Not that I think the world is getting better. If anything I’m far more worried about the many axis of American failure. Our politics has become authoritarian. Our economy increasingly serves only the entrenched and already wealthy. Our interest in mitigating climate change remains low. It’s so bad the best we can do is chuckle at why millennials don’t have kids. It’s because they are selfish right? Nothing to do with how hard it is to trust that the system will ever work for you so why bother investing in the future?

But I am intrigued by the opportunities afforded by the chaos. There is money to be made adjusting us to new realities. Maybe by dint of accidental or unexpected changes we find innovations that change our world. Maybe those will be for the better. And maybe I can help nudge along the better outcomes. And for the first time in a while o believe my body will be up for the challenge. It’s nice to be optimistic.

Finance Politics

Day 141 and Double Indignity

I’ve always been interested macroeconomics. Even as a child I got very excited about trading and markets eating up movies & books with political themes. Precocious snot that I was I quoted the Economist in my high school year book. So was primed to be interested in Bitcoin from the start. I even had a physical copy of the ur-conspiracy theory of monetary policy “Creature from Jekyll Island” in college. Yes it’s embarrassing. Point being if you are a fiat freak you probably have some opinions about the Fed, a few of which sound utterly wild.

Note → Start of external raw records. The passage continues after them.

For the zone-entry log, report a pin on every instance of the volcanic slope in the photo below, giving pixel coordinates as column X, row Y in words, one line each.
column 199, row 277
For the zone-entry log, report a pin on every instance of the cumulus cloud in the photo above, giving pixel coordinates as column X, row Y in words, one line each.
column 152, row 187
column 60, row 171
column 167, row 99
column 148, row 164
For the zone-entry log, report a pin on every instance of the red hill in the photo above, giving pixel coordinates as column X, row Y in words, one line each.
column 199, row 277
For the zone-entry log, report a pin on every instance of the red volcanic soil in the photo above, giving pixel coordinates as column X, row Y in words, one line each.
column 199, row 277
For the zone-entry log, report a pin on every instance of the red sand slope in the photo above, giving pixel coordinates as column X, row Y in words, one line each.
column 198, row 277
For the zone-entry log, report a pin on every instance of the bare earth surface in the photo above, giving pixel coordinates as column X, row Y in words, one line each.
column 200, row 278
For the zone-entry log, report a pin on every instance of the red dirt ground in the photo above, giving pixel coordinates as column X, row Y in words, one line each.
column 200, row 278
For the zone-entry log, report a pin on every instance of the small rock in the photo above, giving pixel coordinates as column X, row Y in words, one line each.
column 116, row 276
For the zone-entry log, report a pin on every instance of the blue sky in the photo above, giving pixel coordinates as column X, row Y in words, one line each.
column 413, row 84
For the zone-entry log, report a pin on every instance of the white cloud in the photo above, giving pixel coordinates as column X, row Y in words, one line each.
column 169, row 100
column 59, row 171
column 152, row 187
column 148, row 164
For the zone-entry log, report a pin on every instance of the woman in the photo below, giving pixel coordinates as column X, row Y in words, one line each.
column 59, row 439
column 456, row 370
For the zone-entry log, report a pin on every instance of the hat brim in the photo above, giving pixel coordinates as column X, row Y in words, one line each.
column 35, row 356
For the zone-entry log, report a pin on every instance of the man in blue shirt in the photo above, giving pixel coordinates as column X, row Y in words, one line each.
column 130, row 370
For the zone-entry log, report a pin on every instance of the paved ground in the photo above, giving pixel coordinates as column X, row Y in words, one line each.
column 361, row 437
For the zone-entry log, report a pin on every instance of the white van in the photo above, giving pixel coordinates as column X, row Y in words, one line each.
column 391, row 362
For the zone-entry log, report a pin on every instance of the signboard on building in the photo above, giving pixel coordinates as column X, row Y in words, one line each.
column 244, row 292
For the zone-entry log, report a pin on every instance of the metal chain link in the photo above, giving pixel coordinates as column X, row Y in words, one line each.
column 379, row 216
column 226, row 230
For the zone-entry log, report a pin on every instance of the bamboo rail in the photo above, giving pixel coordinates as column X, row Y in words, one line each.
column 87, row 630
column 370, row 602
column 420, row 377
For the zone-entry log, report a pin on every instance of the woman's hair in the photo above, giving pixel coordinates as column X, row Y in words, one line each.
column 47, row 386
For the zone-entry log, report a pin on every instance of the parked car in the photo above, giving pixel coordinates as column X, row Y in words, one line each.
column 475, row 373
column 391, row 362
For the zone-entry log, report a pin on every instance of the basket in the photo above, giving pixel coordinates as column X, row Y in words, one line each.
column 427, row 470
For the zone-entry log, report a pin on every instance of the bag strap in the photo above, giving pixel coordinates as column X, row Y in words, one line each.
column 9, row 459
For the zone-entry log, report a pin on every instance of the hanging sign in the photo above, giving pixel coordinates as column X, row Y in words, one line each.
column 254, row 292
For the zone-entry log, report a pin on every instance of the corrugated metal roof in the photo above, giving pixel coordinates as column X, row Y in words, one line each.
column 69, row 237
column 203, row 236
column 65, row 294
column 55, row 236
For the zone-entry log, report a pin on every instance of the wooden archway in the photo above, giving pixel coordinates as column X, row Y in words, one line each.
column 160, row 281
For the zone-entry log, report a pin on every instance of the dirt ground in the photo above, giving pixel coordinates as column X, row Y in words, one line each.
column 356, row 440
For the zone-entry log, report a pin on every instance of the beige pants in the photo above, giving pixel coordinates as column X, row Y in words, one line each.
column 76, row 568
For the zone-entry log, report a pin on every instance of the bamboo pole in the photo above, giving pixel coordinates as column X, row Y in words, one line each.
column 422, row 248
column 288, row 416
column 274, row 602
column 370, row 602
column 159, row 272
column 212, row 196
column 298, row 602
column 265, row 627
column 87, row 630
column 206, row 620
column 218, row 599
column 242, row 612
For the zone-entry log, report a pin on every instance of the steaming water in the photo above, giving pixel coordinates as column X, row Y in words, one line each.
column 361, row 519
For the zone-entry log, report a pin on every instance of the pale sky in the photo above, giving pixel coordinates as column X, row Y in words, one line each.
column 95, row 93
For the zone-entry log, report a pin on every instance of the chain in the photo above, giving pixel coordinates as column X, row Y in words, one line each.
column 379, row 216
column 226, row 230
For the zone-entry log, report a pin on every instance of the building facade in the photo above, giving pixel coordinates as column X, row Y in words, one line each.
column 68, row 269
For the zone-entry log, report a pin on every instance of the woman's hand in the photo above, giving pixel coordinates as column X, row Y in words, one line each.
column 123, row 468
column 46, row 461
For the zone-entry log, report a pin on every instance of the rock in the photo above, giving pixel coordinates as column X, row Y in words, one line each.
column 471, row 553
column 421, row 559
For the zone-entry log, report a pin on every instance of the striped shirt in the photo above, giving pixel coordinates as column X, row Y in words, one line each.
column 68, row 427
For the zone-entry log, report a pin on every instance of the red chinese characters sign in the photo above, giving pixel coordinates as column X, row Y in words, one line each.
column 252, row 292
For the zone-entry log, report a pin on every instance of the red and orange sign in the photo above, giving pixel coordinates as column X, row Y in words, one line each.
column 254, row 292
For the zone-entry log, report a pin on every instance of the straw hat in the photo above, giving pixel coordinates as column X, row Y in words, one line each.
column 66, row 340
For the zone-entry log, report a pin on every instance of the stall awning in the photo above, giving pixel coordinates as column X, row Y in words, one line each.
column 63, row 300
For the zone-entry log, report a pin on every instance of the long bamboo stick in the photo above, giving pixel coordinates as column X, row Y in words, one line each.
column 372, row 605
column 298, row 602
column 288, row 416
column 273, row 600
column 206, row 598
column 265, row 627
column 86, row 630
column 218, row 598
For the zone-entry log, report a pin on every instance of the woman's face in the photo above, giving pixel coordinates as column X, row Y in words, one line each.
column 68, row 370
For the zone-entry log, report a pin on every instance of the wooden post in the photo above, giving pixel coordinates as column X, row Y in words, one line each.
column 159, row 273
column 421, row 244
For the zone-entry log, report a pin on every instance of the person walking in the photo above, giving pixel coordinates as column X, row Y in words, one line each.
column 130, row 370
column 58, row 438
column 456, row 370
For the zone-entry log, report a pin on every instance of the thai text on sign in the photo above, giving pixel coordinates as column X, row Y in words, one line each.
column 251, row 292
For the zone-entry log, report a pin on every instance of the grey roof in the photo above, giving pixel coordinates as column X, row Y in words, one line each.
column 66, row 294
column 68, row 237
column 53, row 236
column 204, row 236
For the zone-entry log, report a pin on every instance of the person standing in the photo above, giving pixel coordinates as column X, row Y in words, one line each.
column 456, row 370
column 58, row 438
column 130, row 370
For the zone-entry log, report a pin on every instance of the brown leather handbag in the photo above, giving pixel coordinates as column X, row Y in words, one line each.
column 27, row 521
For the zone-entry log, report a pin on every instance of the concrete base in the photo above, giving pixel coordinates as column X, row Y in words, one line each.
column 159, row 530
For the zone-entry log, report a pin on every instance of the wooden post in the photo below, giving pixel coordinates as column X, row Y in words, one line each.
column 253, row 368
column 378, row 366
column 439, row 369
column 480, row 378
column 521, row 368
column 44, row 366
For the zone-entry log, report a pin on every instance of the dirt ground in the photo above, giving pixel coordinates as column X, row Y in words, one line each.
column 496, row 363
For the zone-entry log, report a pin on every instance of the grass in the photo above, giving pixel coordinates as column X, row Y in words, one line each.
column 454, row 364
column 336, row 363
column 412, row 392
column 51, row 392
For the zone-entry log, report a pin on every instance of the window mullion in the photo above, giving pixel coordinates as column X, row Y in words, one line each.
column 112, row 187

I’d been exposed to questions about money and what drives people to build and create. I was skeptical that we could continue printing currency because I was introduced to economics through the basics. I also had an intuition that this system was making bigger winners of the already advantaged and short term interests, while taking away from long term interests who need their time & money maintain its value on the horizon. Basically I think inflammation sucks for the young. And if you are young and poor it’s a double indignity.

This is why I find Bitcoin so appealing philosophically. The idea that those already in power can inflate their interests over those who come after them offends me. Dynastic societies become ossified. I found Steven Ross’s Stone Ridge investor letter to be a particularly compelling argument for why Bitcoin is a moral good for equity.

Money is, and has always been, technology. Specifically, money is technology for making our wealth today available for consumption tomorrow. Modern Americans with a ‘What’s water?’ mindset about money – virtually all of us – assume there is a sharp line of distinction between what is money and what is not. That’s false. Instead, throughout history, various monies (note: plural) have always existed1 – simultaneously – along a continuum of soundness, subject to competitive monetary network effects. Sound money – along with language – were the first, and have forever been the most important, human networks responsible for human flourishing. Imagine life without them.

I think Americans especially the monied elite interests are simply becoming too entrenched to the detriment of freedom here but most critically around the works. We have no incentive to let the rest of the world compete so we are rigging the game in our favor. I don’t like it morally even if it benefits me personally (though arguably not as much as it does Boomers and the old). I’d rather Earth compete as one as this drives our progress. Anything less is serving a double indignity to the least privileged among us.